She looked at the phone again. What would it solve? she asked herself for the millionth time. Nothing had changed. Sure, he was done in D.C. Had freed himself up to do anything he wanted. He’d be leaving town any moment now. If he hadn’t set off already.
So. Did she want him to come here? Sweep her off her feet? Take her around the world with him? Was that it? Was that what she wanted? Adventure? Excitement? She stared unseeing out the back window. She didn’t want to give up her ranch. But there was no denying that since her little stint in D.C., life here had seemed to lack a bit of . . . color. It was still rewarding, still fulfilling. But there was something missing now. And she suspected it was more than just the alone part. The part about not sharing it with anyone else. She wasn’t cut out for Washington. But maybe, just maybe, she wasn’t cut out for holing up in the middle of nowhere, alone with her horses for the rest of her life, either.
She snatched the phone off the hook and punched the number for the operator before she could question if she’d truly lost her mind. “Bozeman Airport,” she said when the woman answered. “Yes, connect me please. Thanks.” Her hands were shaking. Both in abject fear over what she was about to do . . . and the fact that she was willing to fly somewhere—anywhere—to do it. If that wasn’t love, she didn’t know what was.
“Yes,” she said, voice shaky, when a young man answered the phone. “I want to book the first flight you have for Washington, D.C. I don’t care which airport.” She looked around blindly for a pen, then scribbled the information he gave her on the side of the box of Cheerios she’d left on the table. “Yes, yes, thank you.” She dug out her credit card and rattled off the number, then thanked the man, hung up . . . and promptly buried her face in her arms. “Dear God in heaven, what the hell am I doing?”

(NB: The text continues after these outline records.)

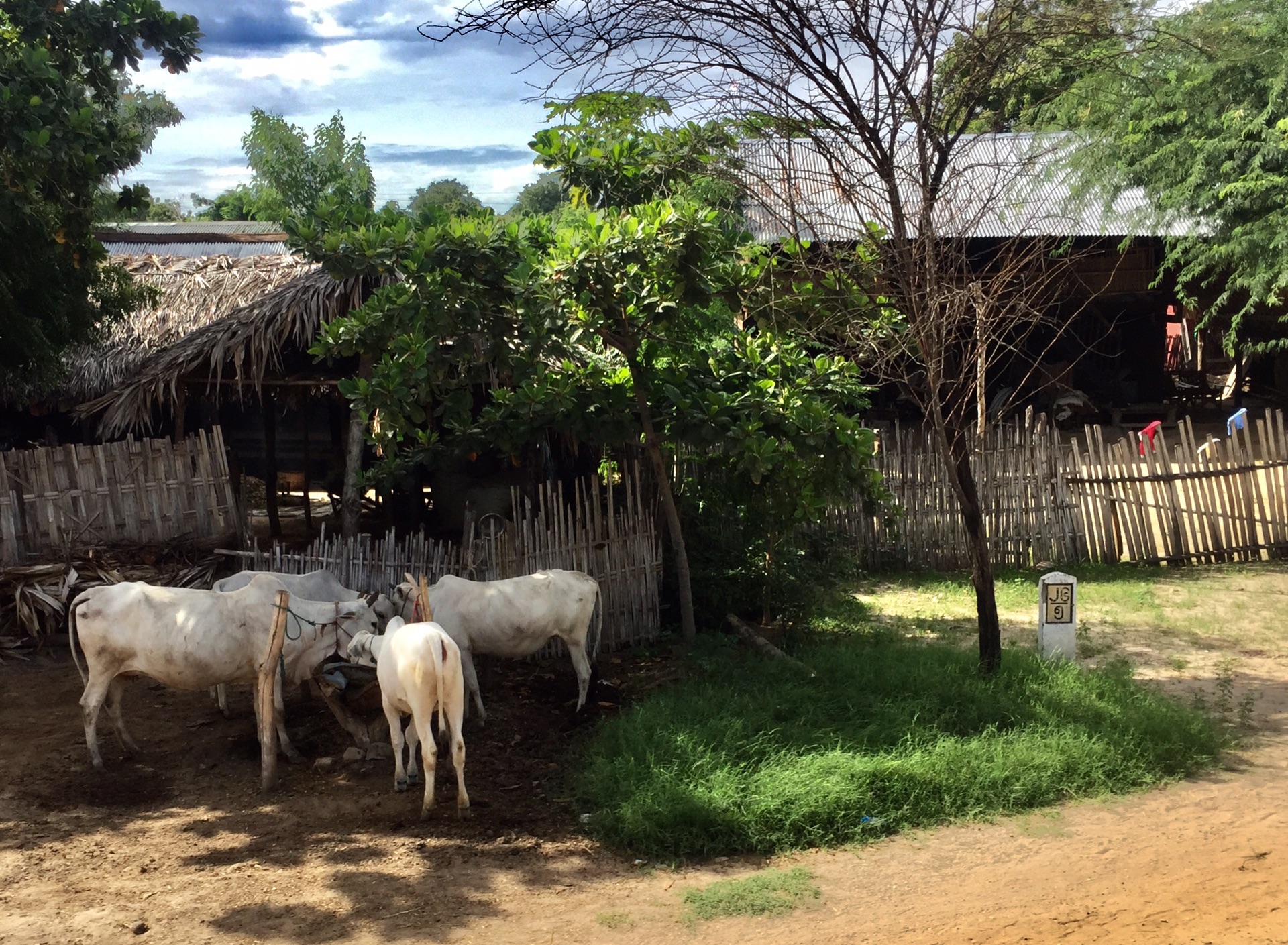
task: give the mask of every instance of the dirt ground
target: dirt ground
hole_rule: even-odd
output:
[[[1288,942],[1288,631],[1274,632],[1288,573],[1233,581],[1225,604],[1199,606],[1256,614],[1253,639],[1195,631],[1168,636],[1166,649],[1157,633],[1115,636],[1159,685],[1211,693],[1220,663],[1233,666],[1235,702],[1257,694],[1257,734],[1224,769],[1144,794],[783,857],[814,870],[817,905],[696,928],[681,922],[687,886],[764,863],[671,870],[577,833],[562,769],[583,731],[567,702],[571,667],[493,667],[488,725],[466,729],[474,816],[456,819],[440,763],[442,803],[421,821],[419,794],[393,793],[390,761],[326,774],[283,762],[279,791],[261,797],[245,690],[225,720],[205,694],[133,684],[125,712],[144,756],[126,760],[107,733],[107,771],[94,772],[70,660],[9,662],[0,944]],[[1084,639],[1108,650],[1109,630]],[[607,667],[627,697],[667,672],[662,659]],[[344,748],[317,703],[290,704],[289,725],[310,757]]]

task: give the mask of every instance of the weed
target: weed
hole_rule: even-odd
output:
[[[631,924],[630,913],[599,913],[595,917],[595,922],[601,924],[604,928],[626,928]]]
[[[1009,649],[984,677],[960,646],[876,631],[796,655],[814,677],[729,651],[604,724],[577,787],[594,833],[659,860],[867,842],[1142,788],[1230,740],[1122,662]]]
[[[1239,727],[1251,729],[1252,727],[1252,709],[1257,704],[1256,693],[1245,693],[1242,699],[1239,699]]]
[[[684,918],[692,924],[721,915],[782,915],[823,895],[810,882],[813,878],[814,874],[804,866],[792,866],[765,869],[742,879],[720,879],[701,890],[685,890]]]

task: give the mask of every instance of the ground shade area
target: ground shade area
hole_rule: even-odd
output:
[[[416,818],[417,796],[393,793],[389,761],[327,772],[283,765],[279,792],[261,797],[245,690],[234,690],[233,717],[225,720],[204,693],[131,684],[125,712],[144,756],[126,760],[107,733],[107,771],[95,772],[85,758],[80,680],[70,660],[59,654],[9,660],[0,666],[0,942],[139,941],[131,932],[139,922],[148,930],[143,940],[247,944],[648,942],[663,936],[696,942],[1288,941],[1288,568],[1078,577],[1079,646],[1088,664],[1104,667],[1090,677],[1106,688],[1096,690],[1099,731],[1110,731],[1101,722],[1121,724],[1114,720],[1123,713],[1114,707],[1122,703],[1113,693],[1122,669],[1113,664],[1127,659],[1139,678],[1177,697],[1180,706],[1202,702],[1231,727],[1240,717],[1249,724],[1242,744],[1216,767],[1162,788],[1020,815],[922,829],[907,829],[920,823],[909,820],[895,836],[838,848],[721,852],[677,866],[589,837],[603,836],[605,827],[581,823],[578,815],[590,812],[582,793],[587,781],[569,771],[573,758],[600,751],[605,735],[643,713],[626,711],[614,721],[614,699],[648,708],[690,698],[685,693],[698,681],[714,691],[724,685],[719,669],[687,673],[665,653],[604,659],[617,686],[596,699],[605,703],[596,707],[608,724],[594,744],[589,733],[596,722],[574,721],[568,706],[569,667],[493,667],[488,725],[466,729],[475,812],[464,821],[453,814],[446,765],[439,771],[443,806],[425,821]],[[1006,575],[1001,585],[1012,678],[1021,689],[1045,672],[1020,655],[1032,649],[1036,632],[1034,585],[1034,574]],[[857,660],[920,640],[969,650],[970,604],[969,583],[956,578],[868,579],[819,630],[853,635]],[[854,633],[854,624],[863,631]],[[809,648],[824,645],[808,637],[787,644],[806,664]],[[908,666],[913,677],[923,672],[916,660]],[[840,671],[814,666],[820,669]],[[1056,682],[1043,689],[1059,693],[1065,684]],[[744,689],[729,699],[747,700],[752,712],[756,690]],[[1002,695],[1011,691],[1003,688]],[[878,716],[881,700],[871,691],[854,699],[857,708]],[[962,725],[960,717],[943,717],[943,694],[923,693],[923,704],[940,707],[939,715],[927,709],[922,716],[940,734]],[[1059,704],[1034,704],[1090,725]],[[1149,704],[1181,712],[1171,703]],[[863,738],[890,748],[880,725],[864,735],[844,727],[842,713],[824,706],[817,709],[824,716],[806,726],[800,704],[793,706],[778,720],[773,706],[755,711],[782,733],[777,738],[832,725],[838,751],[853,753]],[[289,725],[310,757],[345,747],[316,703],[292,702]],[[1015,730],[998,725],[996,738]],[[895,743],[891,751],[920,748]],[[595,757],[589,756],[586,771],[594,771]],[[855,812],[862,824],[864,814],[858,806]],[[769,846],[808,842],[806,832]],[[765,868],[783,874],[802,868],[792,875],[808,874],[802,888],[819,895],[752,917],[715,910],[716,918],[694,918],[687,905],[701,901],[692,890]]]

She sat like that for too long, anxiety growing to almost paralyzing proportions as she tried to imagine herself striding into Four Stones and announcing to Shane that she’d been wrong, that she was, in fact, willing to give it all up for him. What if he was already gone? Or worse—
Her head shot up. What if he’d already found someone else? “Shit, shit, shit. Why didn’t I think of that?” Of course he hadn’t sat around like she had, pining like a pathetic, asinine, lovesick fool. The utter silence coming her way from Washington should have been her first clue.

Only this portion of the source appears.